Aujourd’hui … 10 octobre. Il fait beau, plus beau, et tout le monde le dit, que les années précédentes au même jour. Mais je vais bientôt mourir. Dans quelques jours ; dans quelques semaines, au plus tard dans quelques mois : ma vie ne dépassera pas, je le sais, les limites de l’année. La date exacte me sera indiquée au terme d’examens confiés aux soins du docteur Mac Lawrence, spécialiste des maladies graves de renommée mondiale, et professeur émérite à Harvard. " Votre cas est bien rare, me disait-il hier, nous ne saurons vous dire si tôt la date ; sinon, pour votre information, monsieur, je dois vous dire que la franchise avec la clientèle, je veux dire avec tous nos patients, est la devise de notre profession".

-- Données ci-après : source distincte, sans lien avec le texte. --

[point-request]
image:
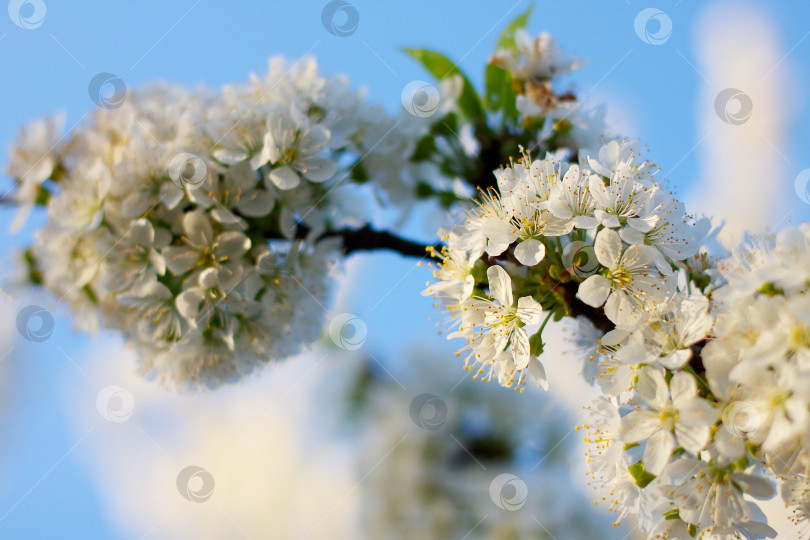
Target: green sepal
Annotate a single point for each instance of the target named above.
(536, 344)
(640, 475)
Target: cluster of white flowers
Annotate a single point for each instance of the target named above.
(703, 370)
(535, 63)
(549, 215)
(192, 220)
(758, 363)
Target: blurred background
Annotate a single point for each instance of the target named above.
(384, 436)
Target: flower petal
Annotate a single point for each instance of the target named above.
(285, 177)
(530, 252)
(608, 247)
(500, 285)
(594, 290)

Je suis donc moi-même contraint de m’imaginer une échéance. Je dis contraint, car je désire depuis quelques jours éprouver pleinement le temps qui passe, si lent, mais si rapide pour les autres. Ils viennent me rendre visite à l’hôpital de temps en temps, en rentrant de travail. Je leur ai dit de ne pas se donner cette peine. " La mort est une réalité qu’il faut accepter ", ai-je dit, sans trémolos dans la voix, pour les en convaincre. Ils ont presque tous l’air convaincus, sauf ma mère. Elle ne veut pas accepter la mort imminente de son fils. Pauvre mère, Jusqu’à présent, elle n’avait pas vraiment ressenti le passage du temps. Il ne la concernait pas. Peut-être vais-je devoir, en dernier recours, demander au docteur Mac Lawrence de lui parler pour lui faire admettre l’événement. Il s’y connaît, il en est capable, j’en suis sûr. Et pour moi, je n’aurai qu’à attendre, c’est également sûr.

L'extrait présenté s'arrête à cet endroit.